While there is still room for the Reserve Bank of India (RBI) to maintain an easing bias due to some retreat in headline inflation recently, we believe the central bank will start to hint at a change of stance as economic growth continues to hold up and oil price gains reflect upside risks to inflation.
Economic recovery is showing some signs of slowing from the peaks seen in the post-COVID phase, amid a stronger base as well as waning of the pent-up demand. Nonetheless, India has so far avoided a third wave of the virus and the approaching festival season is likely to bring a further spurt in consumption levels. Meanwhile, vaccination levels have picked up though not sufficient to still completely rule out further pandemic outbreaks. But we believe that with the experience of the second wave and improved vaccination coverage, any further outbreaks will continue to be handled by more targeted lockdowns, thereby reducing the impact on GDP growth trajectory.

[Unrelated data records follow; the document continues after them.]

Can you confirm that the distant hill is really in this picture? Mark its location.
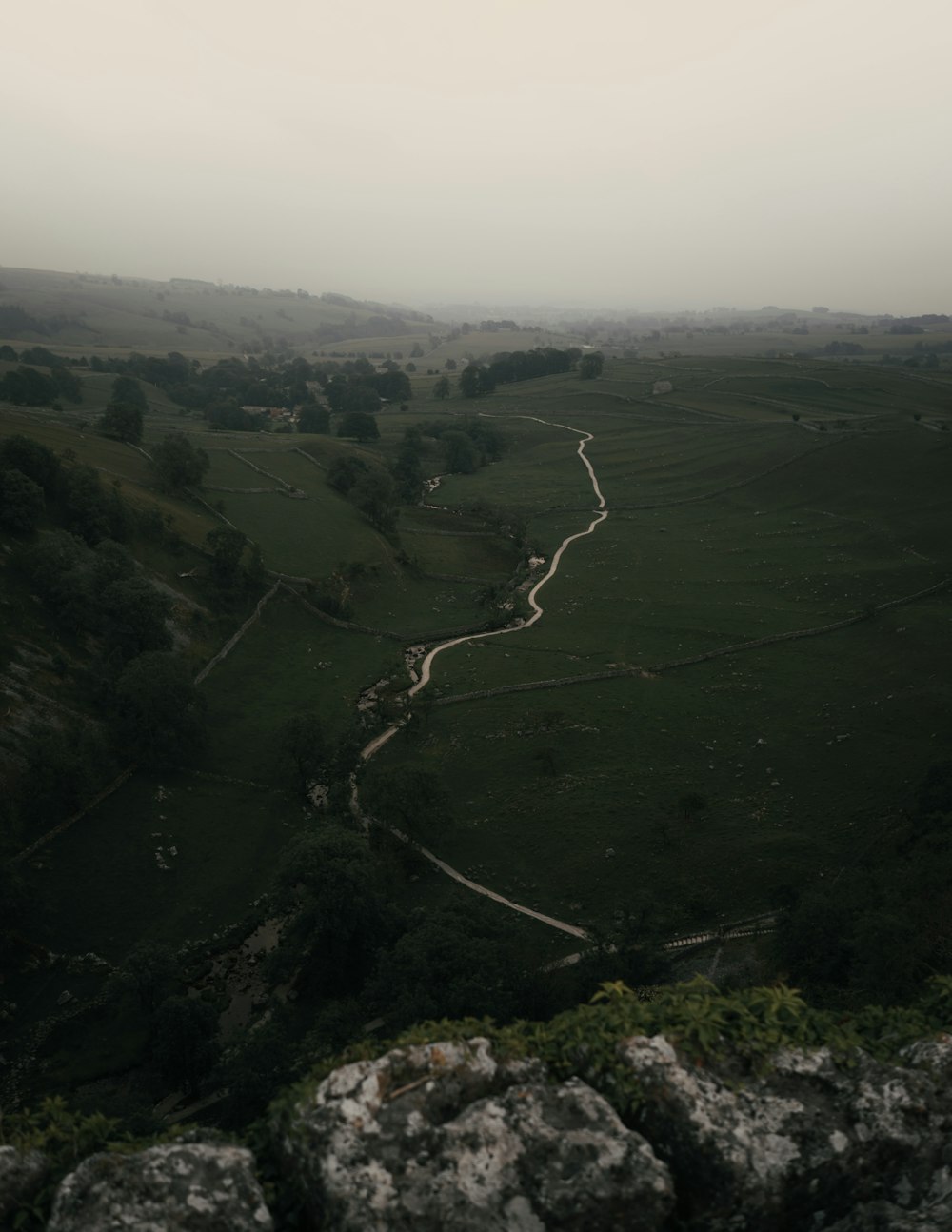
[0,268,432,355]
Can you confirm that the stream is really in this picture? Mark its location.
[351,415,608,939]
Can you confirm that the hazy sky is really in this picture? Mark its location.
[0,0,952,313]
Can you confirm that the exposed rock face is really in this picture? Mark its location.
[622,1036,952,1232]
[26,1035,952,1232]
[274,1039,674,1232]
[48,1143,273,1232]
[0,1147,46,1221]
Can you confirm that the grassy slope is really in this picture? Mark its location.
[5,361,949,965]
[351,365,952,926]
[0,268,431,356]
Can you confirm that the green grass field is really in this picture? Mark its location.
[4,359,952,946]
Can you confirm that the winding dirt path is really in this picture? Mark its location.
[351,415,608,940]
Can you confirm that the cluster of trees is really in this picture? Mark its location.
[327,453,399,531]
[489,347,582,386]
[455,347,605,398]
[460,364,496,398]
[324,360,412,414]
[149,432,212,493]
[0,435,148,545]
[96,377,148,445]
[413,415,506,474]
[776,762,952,1006]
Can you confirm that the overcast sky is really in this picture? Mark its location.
[0,0,952,313]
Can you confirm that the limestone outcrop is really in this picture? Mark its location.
[16,1035,952,1232]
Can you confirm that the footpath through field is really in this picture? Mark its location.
[351,415,608,939]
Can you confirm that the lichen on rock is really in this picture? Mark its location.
[282,1039,674,1232]
[47,1143,273,1232]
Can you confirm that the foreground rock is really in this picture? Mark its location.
[48,1143,273,1232]
[280,1039,674,1232]
[0,1147,46,1227]
[622,1036,952,1232]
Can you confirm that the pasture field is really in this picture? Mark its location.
[3,361,952,970]
[0,268,433,359]
[27,771,302,961]
[202,594,404,788]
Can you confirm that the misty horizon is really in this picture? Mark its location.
[0,0,952,315]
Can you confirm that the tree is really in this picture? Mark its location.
[349,467,397,531]
[151,997,218,1095]
[114,942,179,1010]
[440,432,482,474]
[113,650,205,766]
[205,527,248,592]
[96,399,142,445]
[361,766,450,837]
[109,377,149,414]
[149,432,212,491]
[327,453,369,495]
[0,468,46,535]
[97,574,172,659]
[460,364,495,398]
[0,433,63,496]
[281,709,328,791]
[278,825,388,994]
[678,791,707,821]
[367,901,533,1030]
[337,410,381,441]
[298,403,330,432]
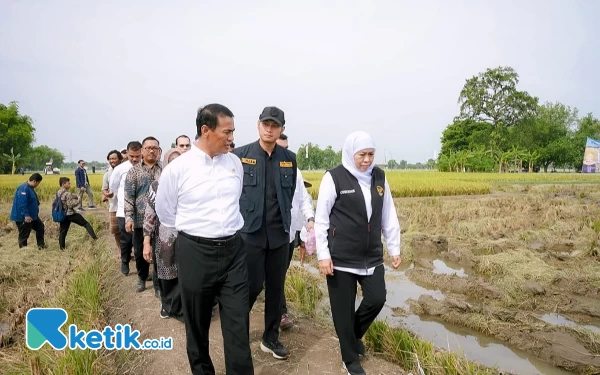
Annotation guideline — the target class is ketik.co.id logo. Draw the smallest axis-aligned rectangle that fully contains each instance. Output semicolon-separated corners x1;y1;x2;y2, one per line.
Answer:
25;308;173;350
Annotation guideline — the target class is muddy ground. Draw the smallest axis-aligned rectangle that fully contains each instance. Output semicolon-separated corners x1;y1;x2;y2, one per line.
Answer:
388;185;600;374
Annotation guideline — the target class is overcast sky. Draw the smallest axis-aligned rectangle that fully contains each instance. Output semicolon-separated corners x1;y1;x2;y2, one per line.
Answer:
0;0;600;163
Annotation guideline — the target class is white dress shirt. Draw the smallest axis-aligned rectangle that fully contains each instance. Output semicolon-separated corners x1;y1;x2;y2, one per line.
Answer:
102;166;118;212
290;169;315;242
315;172;400;275
156;144;244;238
108;160;133;218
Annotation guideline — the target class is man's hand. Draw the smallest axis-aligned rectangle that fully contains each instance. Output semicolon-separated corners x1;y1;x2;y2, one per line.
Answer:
319;259;333;276
306;220;315;232
143;244;152;264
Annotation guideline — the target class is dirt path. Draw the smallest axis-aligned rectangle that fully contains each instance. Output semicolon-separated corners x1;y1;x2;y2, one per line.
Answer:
114;262;406;375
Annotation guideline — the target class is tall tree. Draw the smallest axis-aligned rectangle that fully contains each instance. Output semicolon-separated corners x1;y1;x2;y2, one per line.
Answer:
458;66;538;148
0;102;35;173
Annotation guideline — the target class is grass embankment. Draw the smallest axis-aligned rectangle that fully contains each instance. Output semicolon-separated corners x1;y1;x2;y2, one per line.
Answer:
0;215;131;375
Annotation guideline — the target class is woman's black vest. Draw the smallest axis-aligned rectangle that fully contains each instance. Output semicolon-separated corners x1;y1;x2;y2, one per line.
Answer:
327;165;385;269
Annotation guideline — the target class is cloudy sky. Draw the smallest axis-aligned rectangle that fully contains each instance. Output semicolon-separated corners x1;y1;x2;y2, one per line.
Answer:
0;0;600;163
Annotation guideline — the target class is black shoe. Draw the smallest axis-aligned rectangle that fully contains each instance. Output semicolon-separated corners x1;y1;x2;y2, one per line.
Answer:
344;361;367;375
260;341;290;359
160;307;171;319
135;278;146;293
358;339;367;356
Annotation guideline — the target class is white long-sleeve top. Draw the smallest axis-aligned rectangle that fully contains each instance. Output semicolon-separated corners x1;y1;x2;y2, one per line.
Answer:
108;160;133;218
315;172;400;275
290;169;315;242
155;144;244;238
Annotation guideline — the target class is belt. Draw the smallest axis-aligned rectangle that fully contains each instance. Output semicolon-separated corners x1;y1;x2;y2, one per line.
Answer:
179;231;240;247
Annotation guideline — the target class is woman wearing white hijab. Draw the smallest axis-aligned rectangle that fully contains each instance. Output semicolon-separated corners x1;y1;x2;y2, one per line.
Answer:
315;131;401;375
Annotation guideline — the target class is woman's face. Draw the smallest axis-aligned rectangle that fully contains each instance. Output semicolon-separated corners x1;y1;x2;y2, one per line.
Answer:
354;148;375;172
169;152;179;163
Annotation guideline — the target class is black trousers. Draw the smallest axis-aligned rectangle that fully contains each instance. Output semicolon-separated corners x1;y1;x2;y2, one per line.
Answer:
117;217;133;264
133;228;150;281
15;218;46;248
327;265;386;363
281;231;300;315
244;242;290;342
58;213;98;250
175;232;254;375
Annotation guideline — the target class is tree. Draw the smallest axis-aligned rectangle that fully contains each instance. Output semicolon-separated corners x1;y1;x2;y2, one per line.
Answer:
0;102;35;173
25;145;65;170
2;147;21;174
458;67;538;148
440;120;492;154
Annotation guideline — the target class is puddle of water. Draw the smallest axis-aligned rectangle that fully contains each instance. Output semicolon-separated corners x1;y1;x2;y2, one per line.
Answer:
540;314;600;333
378;306;572;375
433;259;467;277
385;272;444;310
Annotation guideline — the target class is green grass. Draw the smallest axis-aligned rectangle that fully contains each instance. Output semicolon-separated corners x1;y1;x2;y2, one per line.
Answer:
365;321;499;375
285;266;323;318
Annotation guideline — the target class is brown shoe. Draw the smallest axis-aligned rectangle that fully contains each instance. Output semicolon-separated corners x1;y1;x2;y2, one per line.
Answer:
279;314;294;330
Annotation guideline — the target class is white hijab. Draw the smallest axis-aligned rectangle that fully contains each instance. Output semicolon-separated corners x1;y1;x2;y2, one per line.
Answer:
342;131;375;186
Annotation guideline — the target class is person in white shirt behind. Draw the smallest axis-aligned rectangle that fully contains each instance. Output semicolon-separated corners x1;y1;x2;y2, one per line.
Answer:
315;132;401;375
102;150;123;259
156;104;254;375
277;133;315;330
107;141;142;276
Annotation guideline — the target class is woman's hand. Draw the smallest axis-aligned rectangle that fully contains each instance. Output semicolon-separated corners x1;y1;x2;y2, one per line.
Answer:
144;243;152;264
319;259;333;276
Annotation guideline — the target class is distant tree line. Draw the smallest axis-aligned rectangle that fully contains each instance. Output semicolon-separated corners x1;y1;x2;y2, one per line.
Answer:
437;67;600;172
0;102;65;173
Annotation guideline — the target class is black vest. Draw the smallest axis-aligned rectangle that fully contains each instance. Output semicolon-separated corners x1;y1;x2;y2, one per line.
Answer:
327;165;385;269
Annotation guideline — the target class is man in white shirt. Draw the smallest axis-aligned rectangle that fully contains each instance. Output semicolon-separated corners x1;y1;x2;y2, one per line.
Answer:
108;141;142;276
156;104;254;375
277;133;315;330
102;150;123;258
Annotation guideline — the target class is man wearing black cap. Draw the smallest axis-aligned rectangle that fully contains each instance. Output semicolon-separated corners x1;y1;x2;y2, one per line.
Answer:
233;107;296;359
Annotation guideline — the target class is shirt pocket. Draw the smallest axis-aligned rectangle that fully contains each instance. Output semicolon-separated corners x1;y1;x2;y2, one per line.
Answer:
279;168;294;188
244;165;256;186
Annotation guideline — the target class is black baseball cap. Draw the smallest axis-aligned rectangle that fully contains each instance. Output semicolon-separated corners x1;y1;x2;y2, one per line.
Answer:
258;107;285;126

Headline inflation, meanwhile, despite being softer in recent months, continues to face upside pressures. Global supply chain disruptions are likely to extend into 2022, and further oil price gains are also on cards which together with high fuel taxes in India, are fuelling fears depressing demand and feeding inflationary pressures. There are also fears of a China-like energy crunch in India due to its over-reliance on coal. One of the MPC members already voted for a change in stance at the August meeting, and we believe more dissents may be likely in the coming months.

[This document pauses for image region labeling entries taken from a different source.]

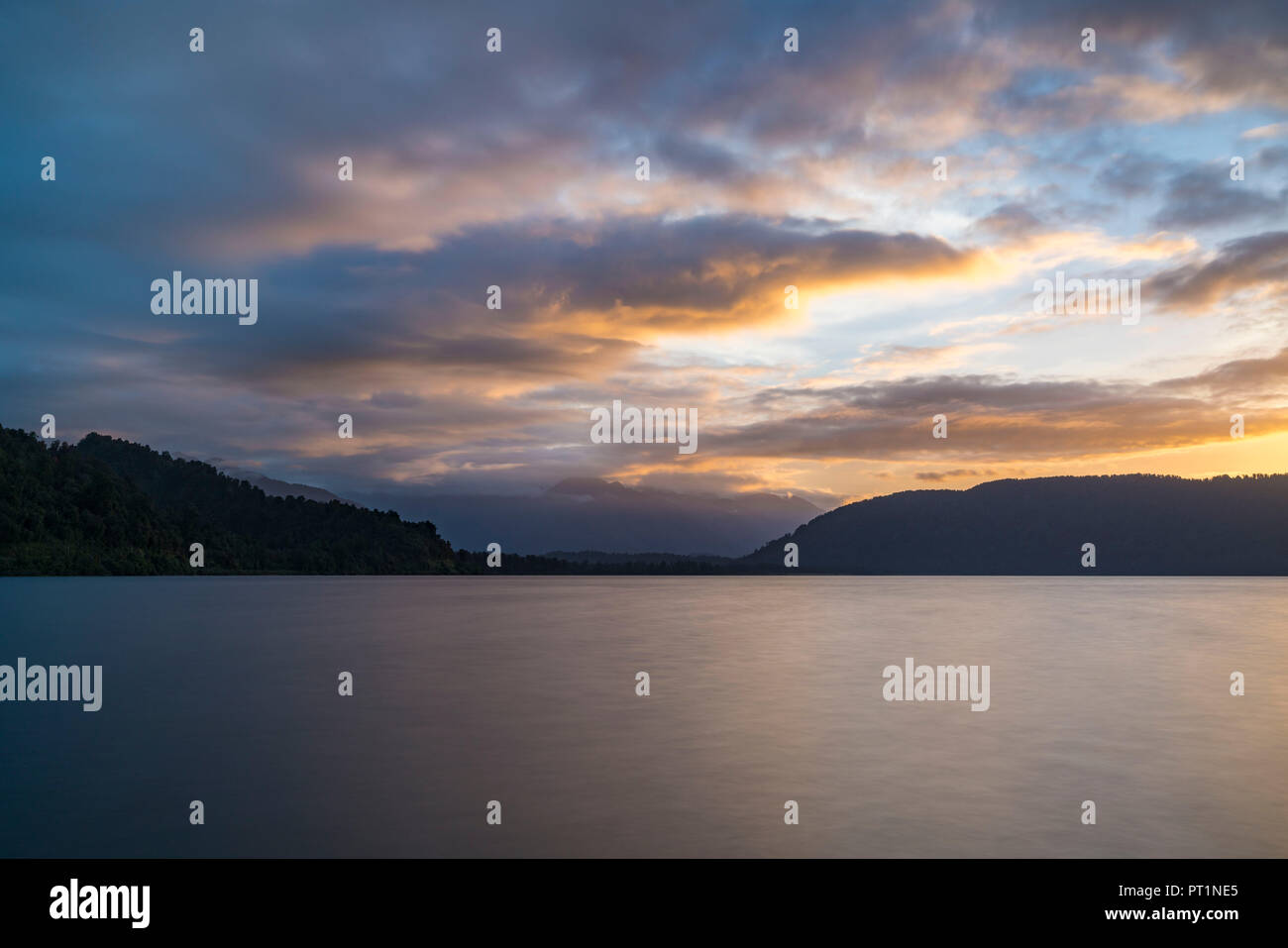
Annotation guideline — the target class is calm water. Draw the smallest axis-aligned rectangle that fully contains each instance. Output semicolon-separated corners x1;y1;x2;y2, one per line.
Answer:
0;578;1288;857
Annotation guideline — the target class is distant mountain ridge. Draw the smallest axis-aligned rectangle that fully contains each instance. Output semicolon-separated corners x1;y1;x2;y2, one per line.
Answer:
739;474;1288;576
353;477;820;558
0;426;1288;576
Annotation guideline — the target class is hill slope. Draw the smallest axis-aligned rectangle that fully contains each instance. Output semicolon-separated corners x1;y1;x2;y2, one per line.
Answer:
741;474;1288;576
0;428;459;575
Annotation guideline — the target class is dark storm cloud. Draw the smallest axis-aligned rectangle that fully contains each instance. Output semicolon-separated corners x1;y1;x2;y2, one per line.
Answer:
1145;231;1288;310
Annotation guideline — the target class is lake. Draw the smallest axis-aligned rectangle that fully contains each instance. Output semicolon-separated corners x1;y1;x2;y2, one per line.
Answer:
0;576;1288;857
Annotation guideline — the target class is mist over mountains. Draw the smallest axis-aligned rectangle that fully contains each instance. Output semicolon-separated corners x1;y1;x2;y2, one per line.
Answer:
0;428;1288;576
744;474;1288;576
353;477;820;557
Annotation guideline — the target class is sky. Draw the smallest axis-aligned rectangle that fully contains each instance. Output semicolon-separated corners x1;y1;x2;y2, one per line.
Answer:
0;0;1288;507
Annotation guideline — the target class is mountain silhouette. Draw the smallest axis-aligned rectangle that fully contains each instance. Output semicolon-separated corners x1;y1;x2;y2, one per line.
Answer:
739;474;1288;576
351;477;820;557
0;426;1288;576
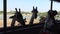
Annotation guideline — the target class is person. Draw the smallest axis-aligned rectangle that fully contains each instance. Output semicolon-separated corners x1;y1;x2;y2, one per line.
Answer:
29;6;38;24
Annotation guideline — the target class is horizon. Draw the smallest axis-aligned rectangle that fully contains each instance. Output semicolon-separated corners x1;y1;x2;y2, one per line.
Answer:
0;0;60;12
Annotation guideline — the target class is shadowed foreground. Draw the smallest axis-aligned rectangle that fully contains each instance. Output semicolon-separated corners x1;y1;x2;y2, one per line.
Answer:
0;23;43;34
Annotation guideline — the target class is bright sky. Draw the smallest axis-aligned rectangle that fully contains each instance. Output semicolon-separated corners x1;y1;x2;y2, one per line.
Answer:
0;0;60;12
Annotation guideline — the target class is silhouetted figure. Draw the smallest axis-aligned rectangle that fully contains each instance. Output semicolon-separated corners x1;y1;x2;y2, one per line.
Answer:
10;8;25;26
30;6;38;24
39;17;46;23
44;10;57;30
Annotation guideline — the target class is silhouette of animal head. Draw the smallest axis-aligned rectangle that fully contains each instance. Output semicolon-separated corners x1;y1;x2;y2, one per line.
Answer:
32;6;38;19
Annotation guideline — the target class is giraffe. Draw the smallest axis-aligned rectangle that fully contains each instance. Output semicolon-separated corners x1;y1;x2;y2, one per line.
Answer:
10;8;26;27
29;6;38;24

Lastly, fiscal support may be dwindling as the government aims to keep a lid on additional borrowing. But revenue collections are picking up and targeted measures remain likely if further economic headwinds are seen.
Therefore, we expect RBI to keep its repo rate unchanged at 4.00% and reverse repo rate at 3.35% at the October 8 meeting, and the central bank will likely start to unwind the surplus liquidity from end-2021. More meaningful tapering will only likely occur in H1 2022 when growth recovers more durably, and rate hikes are likely to follow in H2 2022.